In reality, however, such attempts have hit a wall. U.S. strategic initiatives, such as “exporting democracy,” have repeatedly suffered disastrous failures, while its “democracy versus authoritarianism” narrative of recent years and its smear campaigns against China’s ideas on national governance have been met with skepticism in many nations.

In contrast, China stands against framing its relationship with the United States as one of competition. It does not seek to engage in major power rivalry nor aim to replace or challenge any other country. Instead, it is committed to developing China-U.S. relations in line with the principles of mutual respect, peaceful coexistence and win-win cooperation. At the ideological level, it opposes the imposition of any one country’s ideas, systems or development models, let alone the forceful export of  ideological concepts.

At the same time, the narrative of a battle of ideas reflects the huge differences between the two countries regarding competition and ideological stances. Whose views are more meaningful and more conducive to world stability and development? The answer is self-evident.

While recognizing the narrowness of the U.S. strategy, China should be highly vigilant about attempts to steer China-U.S. competition into the realm of ideology. For one thing, this tactic echoes Washington’s approach to the Soviet Union during the Cold War, with the malevolent intention of shaping its adversary into an ideological opponent. Today, its purpose is to portray China as a rival in the eyes of the U.S. public, thus manufacturing social support for long-term strategic competition.

In addition, it aims to sow seeds of division globally and force countries to choose sides — either Beijing or Washington — thereby forming a coalition against China. In this context, the narrative exhibits distinct characteristics of cognitive warfare. It seeks to influence and shape the world’s perceptions of China, the United States and even the international community, so as to serve Washington’s strategic purpose of containing China’s rise.

Moreover, this theory deliberately amplifies the ideological differences between the two countries, which to some extent meets Washington’s need to support its decoupling strategy. In recent years, decoupling efforts in science and technology, people-to-people exchanges and other fields have drawn scrutiny from many parties, prompting a reassessment of related policies.

Under this circumstance, Washington seeks to accentuate national differences and constantly create divisions between “us” and “them,” thus bolstering the case for decoupling from China.
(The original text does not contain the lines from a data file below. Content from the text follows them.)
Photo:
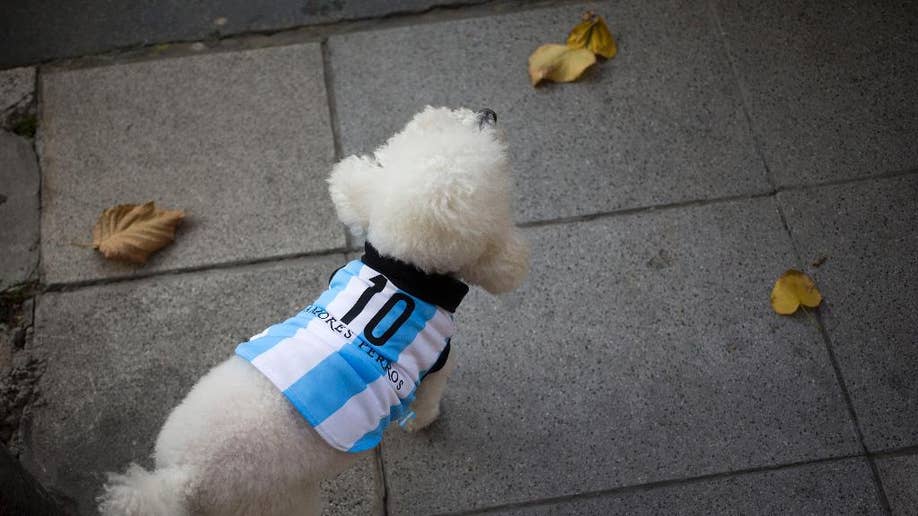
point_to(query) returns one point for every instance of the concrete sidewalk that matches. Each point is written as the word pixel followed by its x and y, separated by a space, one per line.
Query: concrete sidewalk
pixel 640 370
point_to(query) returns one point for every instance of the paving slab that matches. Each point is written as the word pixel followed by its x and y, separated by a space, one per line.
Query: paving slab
pixel 829 94
pixel 106 348
pixel 642 348
pixel 240 140
pixel 661 123
pixel 34 31
pixel 900 481
pixel 869 233
pixel 19 210
pixel 831 489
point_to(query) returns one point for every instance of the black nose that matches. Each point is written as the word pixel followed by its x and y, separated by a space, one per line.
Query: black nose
pixel 486 117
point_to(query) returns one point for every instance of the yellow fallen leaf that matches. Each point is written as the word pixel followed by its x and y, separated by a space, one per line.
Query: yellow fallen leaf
pixel 132 232
pixel 558 63
pixel 793 289
pixel 593 34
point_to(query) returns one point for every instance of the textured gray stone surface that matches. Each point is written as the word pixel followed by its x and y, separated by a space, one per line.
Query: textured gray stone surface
pixel 869 233
pixel 900 481
pixel 38 30
pixel 829 93
pixel 239 140
pixel 660 123
pixel 642 348
pixel 119 357
pixel 830 489
pixel 19 210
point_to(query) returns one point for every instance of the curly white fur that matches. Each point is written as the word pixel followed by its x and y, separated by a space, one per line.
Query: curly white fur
pixel 435 195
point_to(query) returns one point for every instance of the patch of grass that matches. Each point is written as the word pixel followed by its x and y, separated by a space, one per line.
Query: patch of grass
pixel 26 126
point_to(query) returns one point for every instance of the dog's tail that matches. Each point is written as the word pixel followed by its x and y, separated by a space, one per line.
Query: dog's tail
pixel 139 492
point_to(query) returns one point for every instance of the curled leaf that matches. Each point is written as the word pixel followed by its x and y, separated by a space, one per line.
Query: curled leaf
pixel 593 34
pixel 132 232
pixel 558 63
pixel 793 289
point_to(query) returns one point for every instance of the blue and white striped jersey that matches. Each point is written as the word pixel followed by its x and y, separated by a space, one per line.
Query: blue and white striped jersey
pixel 351 361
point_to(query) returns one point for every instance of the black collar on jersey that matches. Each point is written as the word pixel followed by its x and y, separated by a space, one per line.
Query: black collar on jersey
pixel 442 290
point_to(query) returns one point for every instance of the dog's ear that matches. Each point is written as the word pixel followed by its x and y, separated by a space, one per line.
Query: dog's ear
pixel 350 184
pixel 503 266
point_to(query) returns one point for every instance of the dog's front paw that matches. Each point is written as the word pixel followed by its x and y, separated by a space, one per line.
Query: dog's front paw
pixel 422 419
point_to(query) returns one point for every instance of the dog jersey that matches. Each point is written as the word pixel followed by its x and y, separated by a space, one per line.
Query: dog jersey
pixel 350 362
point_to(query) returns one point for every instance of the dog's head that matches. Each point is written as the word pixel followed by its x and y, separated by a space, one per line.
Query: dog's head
pixel 437 195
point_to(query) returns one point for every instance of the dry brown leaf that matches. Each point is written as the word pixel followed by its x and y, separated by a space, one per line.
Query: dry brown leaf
pixel 793 289
pixel 558 63
pixel 593 34
pixel 132 232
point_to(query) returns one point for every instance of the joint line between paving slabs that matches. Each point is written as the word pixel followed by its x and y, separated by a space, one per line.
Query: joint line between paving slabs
pixel 333 122
pixel 836 368
pixel 643 209
pixel 649 486
pixel 76 285
pixel 721 34
pixel 875 472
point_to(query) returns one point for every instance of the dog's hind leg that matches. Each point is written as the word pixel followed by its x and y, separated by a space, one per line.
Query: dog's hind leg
pixel 426 405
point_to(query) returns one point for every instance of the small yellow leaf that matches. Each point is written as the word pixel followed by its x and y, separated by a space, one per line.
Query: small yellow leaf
pixel 793 289
pixel 132 232
pixel 558 63
pixel 593 34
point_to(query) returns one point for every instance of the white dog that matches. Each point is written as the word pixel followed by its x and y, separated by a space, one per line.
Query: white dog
pixel 306 398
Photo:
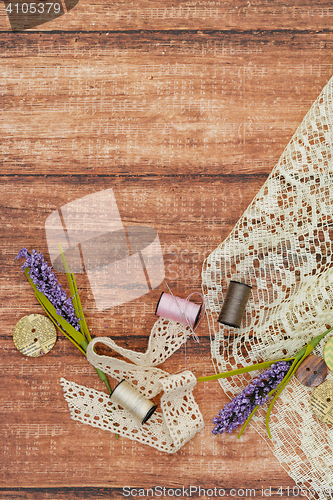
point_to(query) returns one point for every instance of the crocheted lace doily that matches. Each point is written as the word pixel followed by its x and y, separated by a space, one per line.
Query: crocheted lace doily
pixel 282 247
pixel 178 418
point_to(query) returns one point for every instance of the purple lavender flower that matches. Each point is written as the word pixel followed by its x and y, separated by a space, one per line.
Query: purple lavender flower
pixel 43 276
pixel 256 393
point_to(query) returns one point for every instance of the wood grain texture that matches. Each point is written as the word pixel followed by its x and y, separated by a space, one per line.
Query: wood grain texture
pixel 184 117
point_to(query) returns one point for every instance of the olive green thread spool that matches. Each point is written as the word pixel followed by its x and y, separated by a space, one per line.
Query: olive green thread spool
pixel 234 305
pixel 129 398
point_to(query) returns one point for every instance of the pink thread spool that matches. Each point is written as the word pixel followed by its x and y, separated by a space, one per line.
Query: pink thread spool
pixel 183 311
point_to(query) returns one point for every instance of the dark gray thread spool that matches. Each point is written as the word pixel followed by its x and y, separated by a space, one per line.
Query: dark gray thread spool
pixel 234 305
pixel 140 407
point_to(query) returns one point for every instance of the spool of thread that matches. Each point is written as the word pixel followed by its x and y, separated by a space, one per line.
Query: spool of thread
pixel 234 305
pixel 140 407
pixel 180 310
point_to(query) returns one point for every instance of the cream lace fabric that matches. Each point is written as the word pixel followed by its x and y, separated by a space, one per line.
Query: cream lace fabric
pixel 282 247
pixel 178 418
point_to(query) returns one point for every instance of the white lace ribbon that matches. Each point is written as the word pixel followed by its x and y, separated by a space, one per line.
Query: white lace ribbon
pixel 178 417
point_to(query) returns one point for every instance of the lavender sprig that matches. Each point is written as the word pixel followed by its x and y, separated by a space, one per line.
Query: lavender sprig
pixel 255 394
pixel 238 407
pixel 42 275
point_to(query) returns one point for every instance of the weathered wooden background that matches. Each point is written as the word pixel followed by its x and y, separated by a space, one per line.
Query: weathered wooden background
pixel 182 108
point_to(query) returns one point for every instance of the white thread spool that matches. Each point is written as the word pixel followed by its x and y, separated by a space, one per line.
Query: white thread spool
pixel 131 400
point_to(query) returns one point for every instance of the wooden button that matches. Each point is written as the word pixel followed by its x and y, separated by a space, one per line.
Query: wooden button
pixel 312 371
pixel 328 353
pixel 322 402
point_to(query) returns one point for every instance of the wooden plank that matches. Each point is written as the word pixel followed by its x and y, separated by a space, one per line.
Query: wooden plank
pixel 188 15
pixel 156 104
pixel 45 452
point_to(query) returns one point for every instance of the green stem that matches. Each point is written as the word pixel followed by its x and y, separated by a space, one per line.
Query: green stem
pixel 299 358
pixel 239 371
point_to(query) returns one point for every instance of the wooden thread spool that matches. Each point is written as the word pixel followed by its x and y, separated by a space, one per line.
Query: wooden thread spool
pixel 234 305
pixel 140 407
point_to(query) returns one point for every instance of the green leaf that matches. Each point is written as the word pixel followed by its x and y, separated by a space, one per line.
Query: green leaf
pixel 246 369
pixel 247 421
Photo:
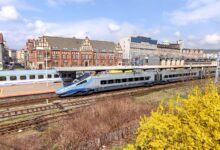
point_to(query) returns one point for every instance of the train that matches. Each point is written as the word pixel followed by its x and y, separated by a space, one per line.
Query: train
pixel 17 77
pixel 121 79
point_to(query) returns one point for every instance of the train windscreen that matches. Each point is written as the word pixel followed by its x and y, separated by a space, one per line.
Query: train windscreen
pixel 80 78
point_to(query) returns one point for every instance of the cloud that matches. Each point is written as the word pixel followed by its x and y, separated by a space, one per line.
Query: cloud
pixel 97 28
pixel 196 11
pixel 8 13
pixel 66 2
pixel 114 27
pixel 177 33
pixel 212 38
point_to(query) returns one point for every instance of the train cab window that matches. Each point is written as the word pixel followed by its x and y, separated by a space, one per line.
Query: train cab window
pixel 23 77
pixel 103 82
pixel 2 78
pixel 56 76
pixel 124 80
pixel 110 81
pixel 136 79
pixel 147 78
pixel 32 76
pixel 49 76
pixel 82 82
pixel 130 79
pixel 40 76
pixel 117 81
pixel 13 78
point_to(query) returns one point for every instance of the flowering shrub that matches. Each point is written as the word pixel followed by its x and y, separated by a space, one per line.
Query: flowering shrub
pixel 191 123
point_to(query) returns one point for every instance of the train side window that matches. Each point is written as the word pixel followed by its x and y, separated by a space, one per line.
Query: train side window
pixel 147 78
pixel 110 81
pixel 130 79
pixel 56 76
pixel 82 82
pixel 32 77
pixel 117 81
pixel 103 82
pixel 49 76
pixel 23 77
pixel 141 78
pixel 40 76
pixel 124 80
pixel 13 78
pixel 64 75
pixel 2 78
pixel 136 79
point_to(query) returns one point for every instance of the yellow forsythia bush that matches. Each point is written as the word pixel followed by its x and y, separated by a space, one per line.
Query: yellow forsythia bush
pixel 191 123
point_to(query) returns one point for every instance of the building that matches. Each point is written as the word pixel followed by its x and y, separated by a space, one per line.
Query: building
pixel 4 59
pixel 12 53
pixel 211 53
pixel 50 52
pixel 137 49
pixel 22 57
pixel 1 52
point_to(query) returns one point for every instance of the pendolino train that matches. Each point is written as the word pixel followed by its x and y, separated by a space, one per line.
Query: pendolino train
pixel 120 79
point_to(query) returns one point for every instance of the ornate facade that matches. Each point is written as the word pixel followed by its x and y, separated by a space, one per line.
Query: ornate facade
pixel 66 52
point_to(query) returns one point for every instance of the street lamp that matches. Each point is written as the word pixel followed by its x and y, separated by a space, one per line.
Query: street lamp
pixel 44 45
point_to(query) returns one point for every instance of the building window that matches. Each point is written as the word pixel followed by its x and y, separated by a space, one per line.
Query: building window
pixel 49 76
pixel 13 78
pixel 3 78
pixel 32 77
pixel 22 77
Essentially, it aims to imply that decoupling from China is driven not only by the need to maintain its economic and technological security but by irreconcilable differences and the difficulty of aligning their respective ideologies.

In contrast to its approach to handling bilateral relations from the perspectives of competition and zero-sum thinking, the current American endeavor to steer China-U.S. competition into the realm of ideas threatens to cause more harm.